Когда Фумиэ подошла к остановке, автобус быстро удалялся, оставляя за собой газолиновый дымок. Она рассеянно глядела вслед машине. Тревога не покидала её. Она почувствовала себя совершенно обессиленной. Автобус скрылся — теперь придётся ждать целых тридцать минут. Время будто остановилось. Фумиэ бродила туда и обратно по тесной окраинной улочке, по обе стороны которой тянулись зеленные и мясные лавки, булочные, магазинчики, торгующие солёными овощами. Навстречу ей в вечерних сумерках плыли огни, вырывая из мрака то один, то другой дом и освещая Фумиэ. Лицо её всё ещё пылало от вол-нения. Ей хотелось и петь и говорить одновременно. «Я прямо, как молоденькая!» — с укором думала она.
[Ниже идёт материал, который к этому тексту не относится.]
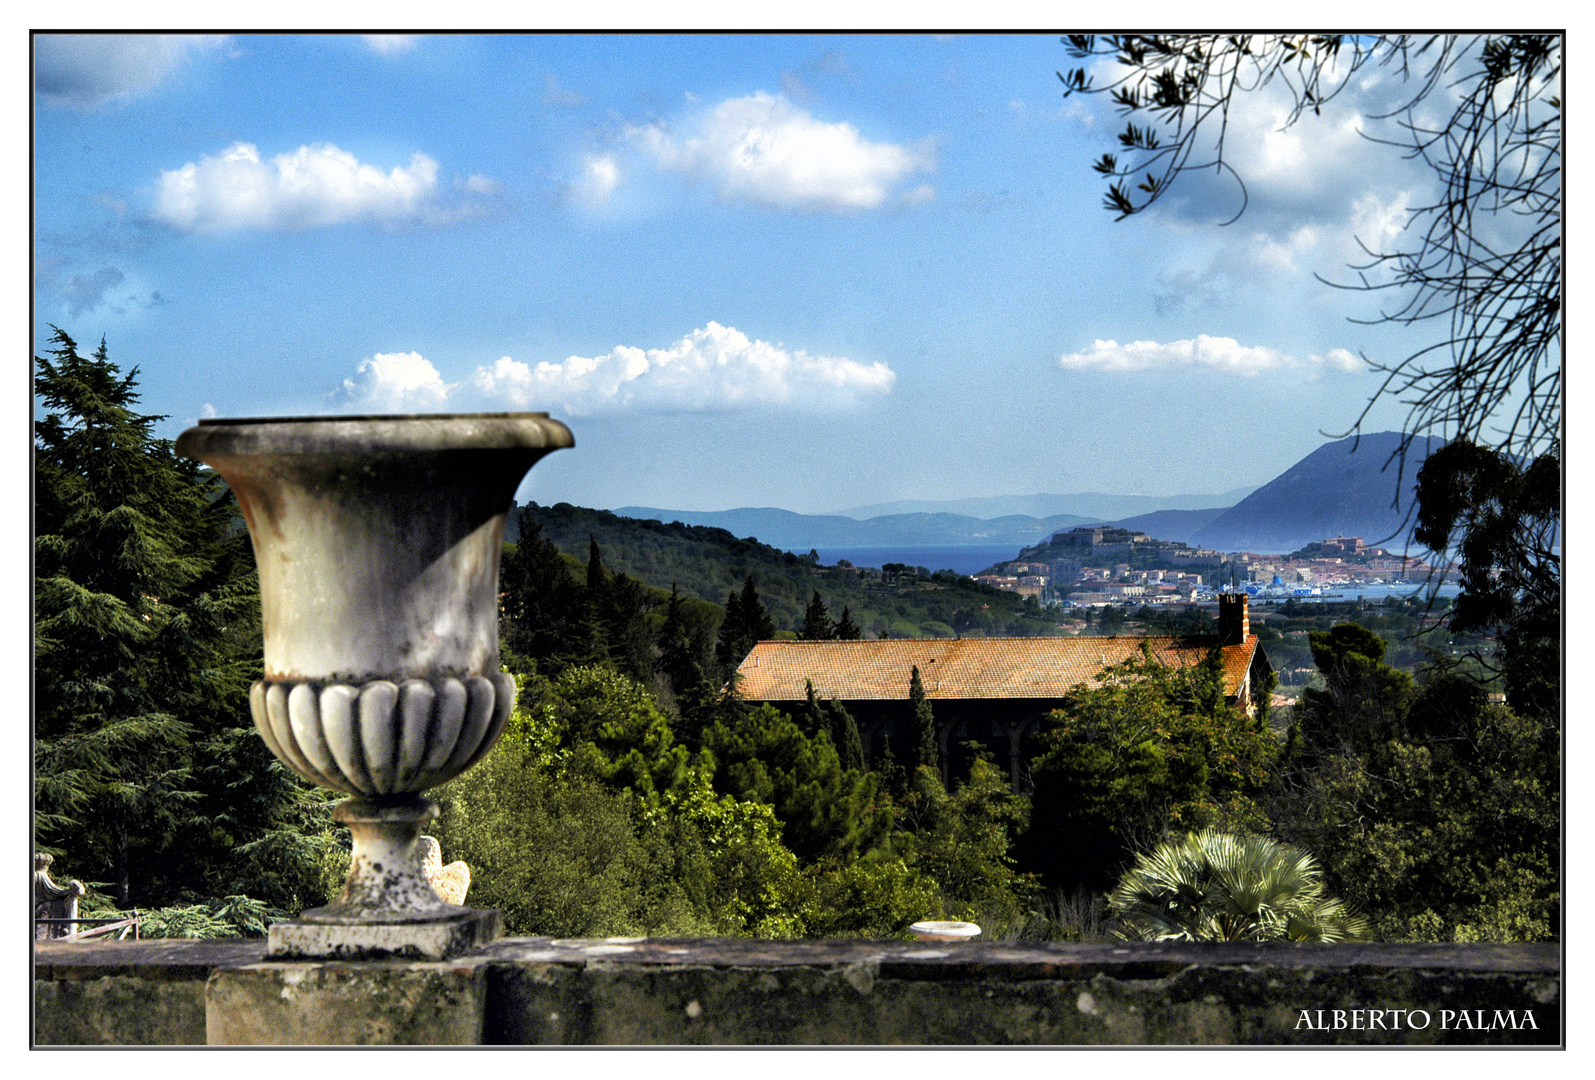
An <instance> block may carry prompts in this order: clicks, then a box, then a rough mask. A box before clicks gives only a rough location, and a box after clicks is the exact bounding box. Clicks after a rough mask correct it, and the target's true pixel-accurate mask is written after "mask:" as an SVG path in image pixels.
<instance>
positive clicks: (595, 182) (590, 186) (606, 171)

Чистота и целомудрие в ней странно сочетались с горячностью. Но она умела взглянуть на себя со стороны и вовремя вспомнить о своём возрасте.

Фумиэ остановилась возле цветочного магазина и загляделась на выставленные в витрине букеты оранжерейных цветов. «Эти растения были раньше сплошь зелёными, а теперь они покрыты такими яркими алыми цветами, будто цветы эти прежде где-то прятались внутри», — подумала она, и её вновь захлестнула волна страсти.

Вот уже несколько лет у неё с мужем нет физической близости. Она прекрасно понимала, какое место в супружеской жизни занимает такая близость. И вместе с тем знала, что семейная жизнь не только на этом основана. Она постоянно заботилась о том, чтобы муж не чувствовал себя одиноким, и пыталась как-то отвлечь его от печальных дум. Она экономила на сладостях, иногда на игрушках для детей и покупала мужу книги. Несмотря на усталость, Фумиэ, возвратившись с работы, частенько сидела до поздней ночи, чтобы сшить ему из материала с ярким, весёлым рисунком ватное одеяло. Но сейчас её переполняло другое чувство, которое, как ей казалось, готово вот-вот перевернуть в ней всё.